Le polar a tendance à se diversifier jusqu’à absorber une grande partie de la littérature, lui faisant perdre sa spécificité.
Dans les parutions récentes, le polar historique brille de tous ses feux et se présente souvent sous la forme de série pour faire visiter une époque, une ville… C’est le cas de Claude Izner pour le Paris de cette fin du 19e. Elles (elles sont deux auteures derrière ce pseudonyme) ne pouvaient ignorer l’affaire Dreyfus et le « J’accuse » de Zola, contexte dans lequel Victor Legris et son beau-frère Joseph Pignot vont enquêter sur des meurtres de bouquinistes. Les souliers bruns du quai Voltaire permettent de se balader sur les quais de la Seine. Malgré un style trop lisse, on prend plaisir à suivre l’enquête d’autant qu’elle est très documentée sur les parutions et l’ambiance du Paris de ces années là, un Paris en train de se transformer.
S.J. Parris a fait de Giordano Bruno sa figure de « détective privé » à la cour d’Angleterre d’Elisabeth 1er. Le prix de l’hérésie est le titre de lancement de la série. L’hérésie est le mot clé de cette époque.
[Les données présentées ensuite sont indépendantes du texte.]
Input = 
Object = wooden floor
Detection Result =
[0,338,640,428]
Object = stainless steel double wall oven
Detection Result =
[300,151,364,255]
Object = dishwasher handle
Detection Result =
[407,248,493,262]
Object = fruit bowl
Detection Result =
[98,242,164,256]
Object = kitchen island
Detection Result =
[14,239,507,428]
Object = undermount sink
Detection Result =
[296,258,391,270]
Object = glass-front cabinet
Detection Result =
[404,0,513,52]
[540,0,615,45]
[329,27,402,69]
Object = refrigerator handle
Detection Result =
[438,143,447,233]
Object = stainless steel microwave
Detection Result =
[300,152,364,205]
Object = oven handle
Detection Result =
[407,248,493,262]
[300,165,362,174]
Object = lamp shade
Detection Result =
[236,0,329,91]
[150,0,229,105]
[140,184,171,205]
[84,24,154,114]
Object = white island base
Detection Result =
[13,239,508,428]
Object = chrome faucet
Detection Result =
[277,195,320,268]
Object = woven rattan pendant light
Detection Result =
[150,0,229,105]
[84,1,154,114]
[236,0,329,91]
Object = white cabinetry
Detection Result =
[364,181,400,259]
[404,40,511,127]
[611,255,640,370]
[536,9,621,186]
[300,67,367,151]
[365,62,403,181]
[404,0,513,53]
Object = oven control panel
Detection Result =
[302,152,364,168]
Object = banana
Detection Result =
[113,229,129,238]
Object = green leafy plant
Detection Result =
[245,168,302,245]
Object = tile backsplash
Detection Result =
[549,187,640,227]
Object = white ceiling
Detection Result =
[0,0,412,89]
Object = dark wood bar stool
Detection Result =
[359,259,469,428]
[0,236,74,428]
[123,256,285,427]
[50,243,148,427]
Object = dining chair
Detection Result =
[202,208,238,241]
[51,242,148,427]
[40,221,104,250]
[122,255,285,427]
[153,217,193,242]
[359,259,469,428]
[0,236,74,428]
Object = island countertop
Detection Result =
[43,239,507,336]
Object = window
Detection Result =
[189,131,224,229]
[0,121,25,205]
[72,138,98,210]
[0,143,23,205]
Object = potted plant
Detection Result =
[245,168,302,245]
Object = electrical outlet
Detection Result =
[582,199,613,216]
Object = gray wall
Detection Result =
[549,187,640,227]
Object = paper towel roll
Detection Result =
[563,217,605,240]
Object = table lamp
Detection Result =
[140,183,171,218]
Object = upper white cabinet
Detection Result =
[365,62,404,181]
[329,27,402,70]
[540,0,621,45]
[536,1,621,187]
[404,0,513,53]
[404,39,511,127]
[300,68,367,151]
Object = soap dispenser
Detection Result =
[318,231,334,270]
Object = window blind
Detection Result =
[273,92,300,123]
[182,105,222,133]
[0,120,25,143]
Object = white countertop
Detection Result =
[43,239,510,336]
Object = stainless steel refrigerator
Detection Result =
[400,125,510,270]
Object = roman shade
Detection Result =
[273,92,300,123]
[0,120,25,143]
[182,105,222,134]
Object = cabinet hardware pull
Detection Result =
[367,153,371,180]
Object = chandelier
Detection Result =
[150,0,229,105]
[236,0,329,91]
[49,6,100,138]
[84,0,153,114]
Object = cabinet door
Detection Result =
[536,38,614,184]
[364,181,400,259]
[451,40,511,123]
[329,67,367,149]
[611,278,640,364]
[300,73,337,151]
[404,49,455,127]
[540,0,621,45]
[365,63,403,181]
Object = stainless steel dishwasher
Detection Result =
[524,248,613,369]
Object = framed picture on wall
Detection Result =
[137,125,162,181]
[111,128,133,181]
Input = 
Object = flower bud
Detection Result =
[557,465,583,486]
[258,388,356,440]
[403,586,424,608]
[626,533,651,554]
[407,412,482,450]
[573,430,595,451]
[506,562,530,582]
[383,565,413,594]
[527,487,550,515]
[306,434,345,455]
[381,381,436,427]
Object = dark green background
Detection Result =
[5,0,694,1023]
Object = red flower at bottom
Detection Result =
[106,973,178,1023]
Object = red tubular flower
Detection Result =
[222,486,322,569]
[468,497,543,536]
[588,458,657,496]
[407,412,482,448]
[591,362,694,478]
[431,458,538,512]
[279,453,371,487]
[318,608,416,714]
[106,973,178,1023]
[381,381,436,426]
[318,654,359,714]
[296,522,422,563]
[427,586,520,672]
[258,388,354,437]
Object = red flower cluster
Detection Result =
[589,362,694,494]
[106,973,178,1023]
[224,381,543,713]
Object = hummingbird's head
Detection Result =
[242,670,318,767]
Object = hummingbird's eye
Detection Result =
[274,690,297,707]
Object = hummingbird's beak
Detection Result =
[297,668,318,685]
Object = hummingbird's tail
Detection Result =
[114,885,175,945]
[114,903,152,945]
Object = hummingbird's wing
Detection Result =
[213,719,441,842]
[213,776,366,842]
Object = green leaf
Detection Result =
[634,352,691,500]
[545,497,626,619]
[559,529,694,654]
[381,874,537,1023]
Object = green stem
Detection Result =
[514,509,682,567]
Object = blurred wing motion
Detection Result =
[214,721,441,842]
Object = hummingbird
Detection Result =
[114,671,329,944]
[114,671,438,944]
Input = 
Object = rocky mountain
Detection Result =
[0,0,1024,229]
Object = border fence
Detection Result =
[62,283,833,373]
Le contexte est marqué à la fois par le début de la fin de la toute puissance de l’Inquisition, de cette Eglise soucieuse de préserver ses dogmes, incapable de s’ouvrir au monde, par l’essor de la nouvelle religion dite réformée et par la présence de cette Eglise anglicane créée par le père d’Elisabeth, Henri VIII. Bruno enquête comme espion de la reine, obligé d’accepter, parce qu’il est exilé, fuyant les persécutions de l’Inquisition qui l’a excommunié. Stéphanie Merritt sait tout de l’occultisme et y fait pénétrer le lecteur. Une part de vérité, de science se mêle à des croyances qui peuvent conduire aux meurtres… en toute innocence !
Le polar islandais
Arni Thorarinsson est l’un des plus importants auteur de polar islandais. Son « détective privé » est journaliste, comme lui. Einar enquête à la manière de Philip Marlowe, le privé de Chandler, un peu transparent même s’il prend des coups. Il est envoyé en reportage dans la ville enneigée de Isafjördur pour des raisons de restructuration du journal. Un dialogue de début résume deux stratégies. L’une défend le journalisme de terrain et veut conserver le personnel, l’autre, administrative, ne raisonne qu’en terme de coût et de coût du travail qu’il faut, bien sûr, absolument baisser. Dans cette ville où normalement il ne se passe rien, meurtres, incendies criminels, profanations vont se multiplier. Le septième fils, c’est le diable. Il est à l’œuvre et à la manœuvre, juste avant la crise financière qui va ravager l’île et appauvrir ses habitants. Une description de la folie des hommes dissimulée sous une rationalité micro sociale conduisant à l’absurdité la plus profonde. Une sorte de dessin de ce capitalisme dominé par les marchés financiers.
Le polar “géographique”
Peut-on parler d’une nouvelle branche du polar « géographique » ? Prenez un pays, le Botswana par exemple, via une enquête criminelle sur un meurtre. Le cadavre a été retrouvé en plein désert du Kalahari. Michael Stanley (encore 2 auteurs…) a créé l’inspecteur David Bengu, dit Kubu, dans une région gangrenée par la corruption en lien avec les mines de diamants. Un peu lourd quelque fois, un peu didactique, c’est pourtant une excellente introduction à la compréhension de cette partie du monde. Un festin de Hyènes est aussi une déclaration d’amour à ces paysages et à ses habitants.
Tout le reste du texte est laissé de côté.